Of the 105 cases, at least 45 are repatriated residents from the Diamond Princess cruise ship, which docked in Japan last month after an outbreak. At least 18 cases were confirmed in Washington state, with six deaths.
Four of those who died, officials said, were residents of Life Care Center, a long-term nursing facility in a suburb of Seattle. More than 50 residents and staff members were experiencing symptoms and were tested for the virus, King County health officer Jeffrey Duchin said Monday.
“Current residents and associates continue to be monitored closely, specifically for an elevated temperature, cough and/or shortness of breath,” officials said in a statement on the Life Care website. “Any resident displaying these symptoms is placed in isolation. Associates are screened prior to beginning work and upon leaving.”
A US Department of Homeland Security facility in King County was shut down Tuesday after officials learned an employee had visited a relative at Life Care, acting Homeland Security Secretary Chad Wold said during a House hearing. Also, federal health experts are being deployed to EvergreenHealth in Kirkland, where the six patients died, a top health official said during the same hearing.
The deaths have residents frightened, US Sen. Patty Murray said, expressing concerns about testing protocol and the length of time it takes to get results.
“I’m hearing from people who are sick, who want to get tested, (who) are not being told where to go,” she said. “I’m hearing that even when people do get tested — and it’s very few so far — that results are taking way longer to get back to them.“
Cases have also been detected in Illinois, Rhode Island, Massachusetts, Oregon, Georgia and Florida.
New York has two cases: a 39-year-old health care worker who recently returned from Iran and a man in New Rochelle who works in Manhattan, Gov. Andrew Cuomo said. The woman is in home isolation with her husband, and the New Rochelle man is ill in the hospital, the governor said.

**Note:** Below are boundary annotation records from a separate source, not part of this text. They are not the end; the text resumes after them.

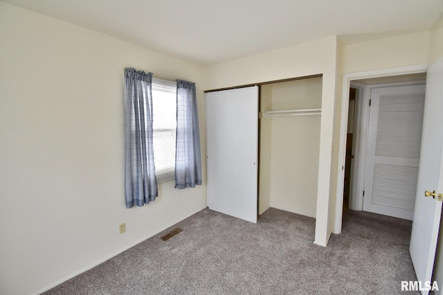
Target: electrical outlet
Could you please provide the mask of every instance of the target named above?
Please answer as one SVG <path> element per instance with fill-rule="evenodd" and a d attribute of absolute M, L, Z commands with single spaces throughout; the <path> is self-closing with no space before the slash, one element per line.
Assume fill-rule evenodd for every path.
<path fill-rule="evenodd" d="M 126 232 L 126 222 L 123 222 L 120 225 L 120 234 Z"/>

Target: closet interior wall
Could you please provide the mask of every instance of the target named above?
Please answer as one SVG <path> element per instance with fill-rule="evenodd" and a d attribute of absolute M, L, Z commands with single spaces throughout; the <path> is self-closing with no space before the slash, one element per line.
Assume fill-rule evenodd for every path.
<path fill-rule="evenodd" d="M 259 214 L 316 217 L 321 115 L 265 112 L 320 109 L 321 93 L 321 77 L 260 86 Z"/>

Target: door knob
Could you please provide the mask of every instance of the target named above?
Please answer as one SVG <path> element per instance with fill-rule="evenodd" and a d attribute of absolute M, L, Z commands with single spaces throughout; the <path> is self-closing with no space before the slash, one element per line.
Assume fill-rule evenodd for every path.
<path fill-rule="evenodd" d="M 434 191 L 433 192 L 431 192 L 429 191 L 424 191 L 424 196 L 425 197 L 433 197 L 434 199 L 437 196 L 437 191 Z"/>

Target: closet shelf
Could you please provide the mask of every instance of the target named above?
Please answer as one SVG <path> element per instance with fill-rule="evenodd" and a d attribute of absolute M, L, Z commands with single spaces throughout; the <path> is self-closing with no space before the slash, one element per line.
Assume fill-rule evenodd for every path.
<path fill-rule="evenodd" d="M 321 108 L 306 108 L 302 110 L 269 111 L 262 113 L 262 117 L 280 116 L 305 116 L 321 115 Z"/>

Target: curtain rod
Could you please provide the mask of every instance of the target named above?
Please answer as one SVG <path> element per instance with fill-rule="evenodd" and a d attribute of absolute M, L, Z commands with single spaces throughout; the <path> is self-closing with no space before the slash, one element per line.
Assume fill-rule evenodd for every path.
<path fill-rule="evenodd" d="M 271 84 L 274 84 L 274 83 L 289 82 L 290 81 L 301 80 L 301 79 L 304 79 L 318 78 L 319 77 L 323 77 L 323 74 L 311 75 L 309 75 L 309 76 L 302 76 L 302 77 L 294 77 L 294 78 L 282 79 L 280 79 L 280 80 L 268 81 L 268 82 L 265 82 L 254 83 L 254 84 L 245 84 L 245 85 L 240 85 L 240 86 L 233 86 L 233 87 L 226 87 L 226 88 L 217 88 L 217 89 L 206 90 L 204 92 L 205 93 L 209 93 L 209 92 L 221 91 L 224 91 L 224 90 L 237 89 L 237 88 L 245 88 L 245 87 L 251 87 L 251 86 L 255 86 Z"/>

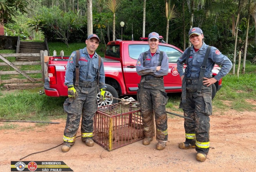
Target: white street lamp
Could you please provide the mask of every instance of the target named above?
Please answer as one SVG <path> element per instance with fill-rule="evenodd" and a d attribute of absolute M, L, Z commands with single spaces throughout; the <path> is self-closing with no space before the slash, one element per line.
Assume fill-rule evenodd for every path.
<path fill-rule="evenodd" d="M 121 28 L 122 30 L 121 31 L 121 40 L 123 39 L 123 27 L 125 26 L 125 22 L 123 21 L 121 21 L 120 22 L 120 26 L 121 26 Z"/>

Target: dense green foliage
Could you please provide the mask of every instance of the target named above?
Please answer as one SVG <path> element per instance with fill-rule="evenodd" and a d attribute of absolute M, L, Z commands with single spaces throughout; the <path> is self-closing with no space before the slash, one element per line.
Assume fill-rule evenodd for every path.
<path fill-rule="evenodd" d="M 19 31 L 20 33 L 22 31 L 24 35 L 33 38 L 36 37 L 33 36 L 35 34 L 35 31 L 41 31 L 48 40 L 63 41 L 67 44 L 74 41 L 83 42 L 86 39 L 86 1 L 30 0 L 31 3 L 29 8 L 33 9 L 33 10 L 28 11 L 28 14 L 26 15 L 20 14 L 20 16 L 26 15 L 24 18 L 19 16 L 15 18 L 15 21 L 19 23 L 18 25 L 7 25 L 6 27 L 11 29 L 15 28 L 17 30 L 15 27 L 20 26 L 21 28 L 23 28 L 20 29 L 17 32 Z M 102 43 L 105 44 L 112 40 L 113 28 L 113 14 L 109 12 L 106 5 L 106 0 L 93 1 L 93 32 L 99 36 Z M 183 49 L 184 38 L 182 20 L 184 19 L 185 22 L 186 47 L 188 43 L 187 33 L 189 29 L 191 16 L 190 6 L 192 1 L 185 1 L 185 13 L 183 16 L 181 1 L 171 1 L 172 5 L 175 5 L 175 10 L 178 17 L 170 21 L 168 42 L 182 49 Z M 230 54 L 229 57 L 232 60 L 235 42 L 235 38 L 232 36 L 232 16 L 234 16 L 234 20 L 236 21 L 238 2 L 241 1 L 194 1 L 197 3 L 194 13 L 193 26 L 201 28 L 204 33 L 205 42 L 216 47 L 224 54 Z M 166 37 L 166 0 L 146 1 L 146 36 L 149 33 L 155 31 L 164 38 Z M 121 28 L 119 24 L 121 21 L 124 21 L 125 24 L 122 28 L 123 40 L 131 40 L 133 35 L 134 40 L 138 40 L 142 36 L 143 2 L 142 0 L 121 1 L 115 12 L 116 39 L 120 39 L 121 37 Z M 250 2 L 243 4 L 240 12 L 237 54 L 240 50 L 243 54 L 244 50 L 247 28 L 246 18 L 249 6 L 250 4 L 255 5 L 255 2 L 252 1 Z M 246 59 L 249 60 L 252 60 L 256 55 L 255 25 L 255 20 L 252 17 L 255 17 L 255 9 L 254 13 L 253 10 L 253 11 L 250 13 L 251 18 L 248 37 Z M 22 21 L 22 22 L 20 21 Z M 28 21 L 29 21 L 28 22 Z M 32 27 L 26 29 L 25 28 L 27 28 L 28 26 L 24 25 L 28 23 L 30 26 Z M 35 32 L 31 30 L 32 28 L 34 29 Z M 58 32 L 61 30 L 62 32 L 60 35 Z"/>

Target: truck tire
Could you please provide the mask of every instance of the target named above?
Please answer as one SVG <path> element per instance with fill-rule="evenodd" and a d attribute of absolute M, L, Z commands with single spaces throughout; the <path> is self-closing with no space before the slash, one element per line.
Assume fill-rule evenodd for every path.
<path fill-rule="evenodd" d="M 215 97 L 216 92 L 217 92 L 216 86 L 215 86 L 215 84 L 213 84 L 211 85 L 211 89 L 212 90 L 212 92 L 211 93 L 211 100 L 212 100 L 214 98 L 214 97 Z"/>
<path fill-rule="evenodd" d="M 110 97 L 118 98 L 118 94 L 117 92 L 114 87 L 108 84 L 106 84 L 107 88 L 106 89 L 106 96 Z M 97 94 L 97 101 L 98 102 L 98 106 L 102 106 L 106 105 L 109 105 L 118 102 L 118 100 L 114 98 L 106 97 L 106 101 L 101 102 L 99 102 L 99 97 L 100 96 L 100 92 Z"/>

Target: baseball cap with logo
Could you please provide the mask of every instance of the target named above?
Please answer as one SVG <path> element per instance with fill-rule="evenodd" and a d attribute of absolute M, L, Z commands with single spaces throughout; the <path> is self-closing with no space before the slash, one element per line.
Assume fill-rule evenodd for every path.
<path fill-rule="evenodd" d="M 97 36 L 97 35 L 96 34 L 92 34 L 88 36 L 88 37 L 87 38 L 87 39 L 88 40 L 93 37 L 96 38 L 99 40 L 99 37 L 98 37 L 98 36 Z"/>
<path fill-rule="evenodd" d="M 156 32 L 151 32 L 148 35 L 148 40 L 149 40 L 152 38 L 155 38 L 159 40 L 159 34 Z"/>
<path fill-rule="evenodd" d="M 189 32 L 189 37 L 190 37 L 190 36 L 192 34 L 196 34 L 198 35 L 200 35 L 202 34 L 203 31 L 200 28 L 193 28 Z"/>

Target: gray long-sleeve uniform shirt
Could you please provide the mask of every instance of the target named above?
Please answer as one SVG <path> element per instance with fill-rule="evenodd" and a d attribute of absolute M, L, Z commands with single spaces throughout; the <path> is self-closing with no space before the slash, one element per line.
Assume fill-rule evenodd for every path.
<path fill-rule="evenodd" d="M 193 46 L 191 47 L 189 52 L 188 52 L 188 48 L 186 49 L 181 57 L 177 61 L 177 68 L 180 76 L 184 75 L 183 63 L 186 62 L 187 53 L 189 53 L 186 77 L 191 78 L 197 78 L 199 77 L 205 55 L 208 46 L 204 42 L 202 46 L 197 52 L 195 51 Z M 212 47 L 208 58 L 204 77 L 208 78 L 212 77 L 211 70 L 215 63 L 221 66 L 220 71 L 214 77 L 217 80 L 219 80 L 227 74 L 232 67 L 232 63 L 227 57 L 221 54 L 217 48 Z"/>
<path fill-rule="evenodd" d="M 158 66 L 160 51 L 158 49 L 156 53 L 152 57 L 149 50 L 145 52 L 147 54 L 146 60 L 143 63 L 143 55 L 144 52 L 142 53 L 139 56 L 136 63 L 136 71 L 140 75 L 151 75 L 156 77 L 161 77 L 166 75 L 169 69 L 168 57 L 165 52 L 163 53 L 163 60 L 161 64 L 161 69 L 157 71 L 157 67 Z"/>
<path fill-rule="evenodd" d="M 87 51 L 86 47 L 79 50 L 81 57 L 79 59 L 79 79 L 82 81 L 93 82 L 96 78 L 98 70 L 99 68 L 99 83 L 100 89 L 106 88 L 105 85 L 105 74 L 102 60 L 99 64 L 99 57 L 95 52 L 91 59 Z M 73 51 L 68 59 L 66 70 L 65 82 L 67 85 L 73 85 L 73 82 L 76 78 L 75 68 L 76 52 Z"/>

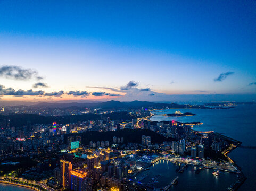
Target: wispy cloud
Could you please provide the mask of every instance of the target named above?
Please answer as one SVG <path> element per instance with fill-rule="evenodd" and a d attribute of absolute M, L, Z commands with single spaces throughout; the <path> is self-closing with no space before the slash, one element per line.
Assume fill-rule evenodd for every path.
<path fill-rule="evenodd" d="M 44 91 L 39 90 L 34 91 L 32 90 L 27 91 L 18 90 L 15 91 L 12 88 L 5 88 L 4 85 L 0 85 L 0 95 L 2 96 L 13 96 L 15 97 L 22 97 L 23 96 L 40 96 L 43 95 Z"/>
<path fill-rule="evenodd" d="M 64 94 L 64 91 L 61 90 L 59 92 L 53 92 L 51 93 L 45 93 L 44 94 L 44 96 L 55 96 L 55 97 L 60 97 L 62 96 Z"/>
<path fill-rule="evenodd" d="M 43 79 L 38 75 L 36 70 L 23 68 L 18 66 L 0 66 L 0 77 L 19 80 L 27 80 L 35 79 L 37 80 Z"/>
<path fill-rule="evenodd" d="M 98 88 L 98 89 L 105 89 L 105 90 L 110 90 L 113 91 L 117 92 L 122 92 L 122 91 L 118 90 L 118 89 L 116 88 L 109 88 L 109 87 L 98 87 L 98 86 L 96 86 L 96 87 L 92 87 L 92 86 L 87 86 L 86 88 Z"/>
<path fill-rule="evenodd" d="M 114 93 L 108 93 L 105 92 L 96 92 L 92 93 L 92 96 L 121 96 L 121 95 L 118 94 L 114 94 Z"/>
<path fill-rule="evenodd" d="M 229 75 L 230 75 L 232 74 L 233 74 L 234 72 L 227 72 L 224 73 L 221 73 L 219 77 L 216 78 L 214 79 L 214 81 L 216 82 L 222 82 L 224 81 L 227 76 Z"/>
<path fill-rule="evenodd" d="M 249 85 L 256 85 L 256 82 L 252 82 L 249 83 Z"/>
<path fill-rule="evenodd" d="M 150 88 L 141 88 L 139 89 L 140 91 L 150 91 Z"/>
<path fill-rule="evenodd" d="M 137 86 L 138 85 L 138 82 L 135 82 L 134 81 L 130 81 L 128 82 L 126 85 L 124 86 L 120 87 L 120 90 L 128 90 L 131 88 L 134 88 Z"/>
<path fill-rule="evenodd" d="M 45 83 L 38 82 L 33 85 L 33 88 L 48 88 L 48 85 Z"/>
<path fill-rule="evenodd" d="M 88 93 L 86 91 L 70 91 L 68 93 L 67 93 L 67 94 L 69 96 L 72 95 L 73 96 L 81 96 L 82 98 L 85 97 L 86 96 L 88 96 L 90 95 L 89 93 Z"/>

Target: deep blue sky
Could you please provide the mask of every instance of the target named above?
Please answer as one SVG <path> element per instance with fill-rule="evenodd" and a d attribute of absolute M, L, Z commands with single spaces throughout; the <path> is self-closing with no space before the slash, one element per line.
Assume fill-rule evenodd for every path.
<path fill-rule="evenodd" d="M 168 94 L 255 94 L 255 1 L 1 1 L 0 64 L 35 69 L 48 84 L 51 69 L 71 77 L 51 91 L 134 80 Z"/>

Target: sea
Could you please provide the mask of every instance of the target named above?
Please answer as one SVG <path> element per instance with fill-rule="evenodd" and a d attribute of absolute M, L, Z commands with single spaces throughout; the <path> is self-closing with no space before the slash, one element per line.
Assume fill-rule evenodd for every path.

Disease detectives have identified the woman’s close contacts, but they are still investigating the man’s travel, which an official says included a trip to Miami before he was infectious but no trips to China or any other country on the watch list, Cuomo said.
“We’re tracing that back now, but he did test positive and there’s no apparent connection so it would be what we call a community spread case,” Cuomo said on a Long Island radio show.
Nine in Santa Clara County, California
Twenty cases of the virus have been reported in California, the most of any state.
In Northern California, two more cases were confirmed Monday, according to Santa Clara County Public Health Department, bringing the county’s total to nine.
Alameda and Solano counties also each had a resident test positive for the virus, the counties’ health departments said in a news release Sunday.
Both are health care workers who were exposed to a patient at University of California Davis Medical Center in Sacramento, the release said.
More than 120 UC Davis health care staff self-quarantined after possibly being exposed to the patient last week. The case sparked a change in testing guidelines by the CDC after the patient remained untested for days in the hospital because the patient didn’t meet existing guidelines.